Array I/O: save, load, savez¶

NumPy provides efficient binary formats for saving and loading arrays. These are faster and more compact than text formats like CSV.

import numpy as np

Why Use NumPy's Binary Format?¶

Format	Speed	Size	Preserves dtype	Multiple arrays
`.npy`	Fast	Compact	Yes	No
`.npz`	Fast	Compact	Yes	Yes
CSV	Slow	Large	No	No
Pickle	Medium	Medium	Yes	Yes

# Comparison: 1 million floats
arr = np.random.randn(1_000_000)

# Binary: ~8 MB, loads in milliseconds
np.save('data.npy', arr)

# CSV: ~25 MB, loads in seconds
np.savetxt('data.csv', arr)

np.save() — Save Single Array¶

Save one array to a .npy file:

arr = np.array([[1, 2, 3], [4, 5, 6]])

# Save to file
np.save('my_array.npy', arr)

# File extension .npy is added automatically if missing
np.save('my_array', arr)  # Creates my_array.npy

Parameters¶

np.save(
    file,           # Filename or file object
    arr,            # Array to save
    allow_pickle=True,  # Allow pickling objects
    fix_imports=True    # Python 2/3 compatibility
)

np.load() — Load Array¶

Load arrays from .npy or .npz files:

# Load single array
arr = np.load('my_array.npy')
print(arr)
# [[1 2 3]
#  [4 5 6]]

# dtype is preserved
print(arr.dtype)  # int64

Security Warning¶

# allow_pickle=False is safer for untrusted files
arr = np.load('untrusted.npy', allow_pickle=False)

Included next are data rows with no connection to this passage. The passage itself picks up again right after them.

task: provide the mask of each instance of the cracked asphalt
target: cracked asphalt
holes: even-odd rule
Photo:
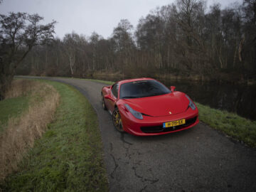
[[[102,108],[104,84],[43,78],[75,87],[93,106],[110,191],[256,191],[255,149],[202,122],[188,130],[157,137],[120,134],[110,113]]]

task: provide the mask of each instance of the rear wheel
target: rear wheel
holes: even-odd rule
[[[118,110],[118,108],[116,107],[112,114],[112,121],[114,127],[120,132],[124,132],[124,129],[122,127],[121,115]]]
[[[102,104],[103,110],[107,110],[106,104],[105,103],[105,100],[104,100],[104,97],[103,97],[102,94]]]

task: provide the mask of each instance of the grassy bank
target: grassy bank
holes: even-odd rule
[[[196,103],[200,120],[237,140],[256,147],[256,122]]]
[[[97,116],[70,86],[47,82],[60,95],[53,122],[35,142],[18,171],[1,183],[4,191],[106,191],[106,170]]]
[[[46,129],[47,123],[53,119],[59,97],[53,87],[44,83],[28,80],[12,82],[6,99],[1,102],[5,104],[1,113],[6,114],[1,122],[6,121],[2,124],[4,129],[0,134],[1,181],[18,169],[17,165],[24,154]],[[24,97],[29,98],[28,106],[18,106],[26,100]],[[11,102],[9,102],[10,100]],[[15,106],[18,112],[14,112]]]
[[[0,134],[10,118],[16,118],[28,107],[29,95],[9,98],[0,102]]]
[[[112,85],[114,82],[90,80]],[[196,102],[199,119],[210,127],[220,130],[232,138],[256,147],[256,122],[240,117],[226,111],[210,108]]]

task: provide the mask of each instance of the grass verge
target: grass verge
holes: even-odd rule
[[[55,121],[36,141],[18,171],[1,184],[4,191],[107,191],[97,119],[73,87],[47,82],[60,95]]]
[[[200,120],[228,136],[256,147],[256,122],[199,103],[196,105],[199,110]]]
[[[22,91],[17,94],[18,88],[23,85],[26,86],[21,89]],[[0,134],[0,180],[17,170],[24,154],[33,146],[35,139],[41,137],[46,124],[53,120],[60,97],[53,86],[28,80],[14,80],[6,95],[17,98],[20,95],[29,95],[30,99],[28,110],[23,110],[16,117],[9,118]],[[6,108],[4,110],[6,111]]]
[[[21,96],[0,101],[0,134],[9,118],[20,116],[28,107],[29,96]]]
[[[114,82],[89,80],[112,85]],[[199,119],[210,127],[220,130],[235,139],[242,142],[252,147],[256,147],[256,122],[238,114],[210,108],[196,102],[199,110]]]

# Default changed in NumPy 1.16.3 for security
# Pickle can execute arbitrary code!

np.savez() — Save Multiple Arrays¶

Save multiple arrays to a single .npz file (uncompressed):

x = np.array([1, 2, 3])
y = np.array([4, 5, 6])
z = np.array([[1, 2], [3, 4]])

# Save with automatic names (arr_0, arr_1, arr_2)
np.savez('arrays.npz', x, y, z)

# Save with custom names (recommended)
np.savez('arrays.npz', x_data=x, y_data=y, matrix=z)

Loading .npz Files¶

# Load returns NpzFile object (dict-like)
data = np.load('arrays.npz')

# Access by name
print(data['x_data'])  # [1 2 3]
print(data['y_data'])  # [4 5 6]
print(data['matrix'])  # [[1 2] [3 4]]

# List available arrays
print(data.files)  # ['x_data', 'y_data', 'matrix']

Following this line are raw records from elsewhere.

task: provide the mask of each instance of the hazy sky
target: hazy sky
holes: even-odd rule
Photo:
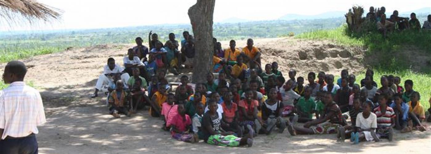
[[[165,23],[189,23],[189,7],[196,0],[39,0],[62,10],[62,20],[52,23],[30,26],[9,25],[0,20],[0,30],[95,28]],[[387,12],[400,12],[431,6],[430,0],[216,0],[216,22],[237,17],[263,20],[275,19],[286,14],[314,15],[346,11],[353,5],[366,8],[384,6]],[[23,24],[19,24],[23,25]]]

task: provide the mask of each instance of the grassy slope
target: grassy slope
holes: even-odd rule
[[[341,26],[336,29],[319,30],[300,34],[295,37],[297,38],[326,40],[334,41],[336,43],[348,46],[366,47],[368,48],[367,55],[372,55],[378,52],[383,52],[390,57],[397,52],[401,52],[399,49],[405,46],[414,45],[424,49],[425,52],[431,53],[431,31],[417,32],[412,31],[403,31],[393,33],[388,35],[388,38],[384,39],[381,35],[372,31],[365,34],[348,34],[346,32],[346,27]],[[426,49],[428,49],[427,50]],[[379,77],[383,75],[392,74],[401,78],[401,85],[403,81],[411,79],[413,81],[413,89],[419,91],[422,96],[421,104],[428,109],[430,104],[428,101],[431,96],[431,72],[426,73],[415,72],[410,71],[402,62],[395,61],[394,63],[383,63],[374,66],[375,69],[375,80],[380,85]],[[402,66],[400,67],[400,66]],[[365,72],[357,75],[356,82],[365,77]]]

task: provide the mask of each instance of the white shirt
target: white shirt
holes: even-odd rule
[[[4,129],[1,139],[37,134],[37,126],[45,122],[38,91],[22,82],[13,82],[0,91],[0,129]]]
[[[114,69],[111,70],[109,69],[108,65],[105,65],[103,67],[103,74],[116,73],[119,73],[123,71],[123,68],[121,68],[119,65],[116,64]]]
[[[141,61],[139,59],[139,57],[137,56],[135,56],[133,57],[133,60],[129,60],[129,57],[126,56],[123,58],[123,63],[124,64],[138,64],[139,65],[144,65],[144,63],[142,61]]]
[[[361,129],[366,129],[371,128],[377,128],[377,116],[375,114],[371,113],[368,118],[364,118],[362,115],[363,113],[358,113],[356,116],[356,126],[360,127]]]

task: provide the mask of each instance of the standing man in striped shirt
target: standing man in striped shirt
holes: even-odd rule
[[[3,74],[9,87],[0,91],[0,154],[37,154],[37,126],[46,122],[41,94],[23,82],[22,62],[7,63]]]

# Close when done (or use context manager)
data.close()

Context Manager (Recommended)¶

# Automatically closes file
with np.load('arrays.npz') as data:
    x = data['x_data']
    y = data['y_data']
    print(x + y)  # [5 7 9]

np.savez_compressed() — Compressed Archive¶

Same as savez() but with compression:

large_array = np.random.randn(1000, 1000)

# Uncompressed: ~8 MB
np.savez('uncompressed.npz', data=large_array)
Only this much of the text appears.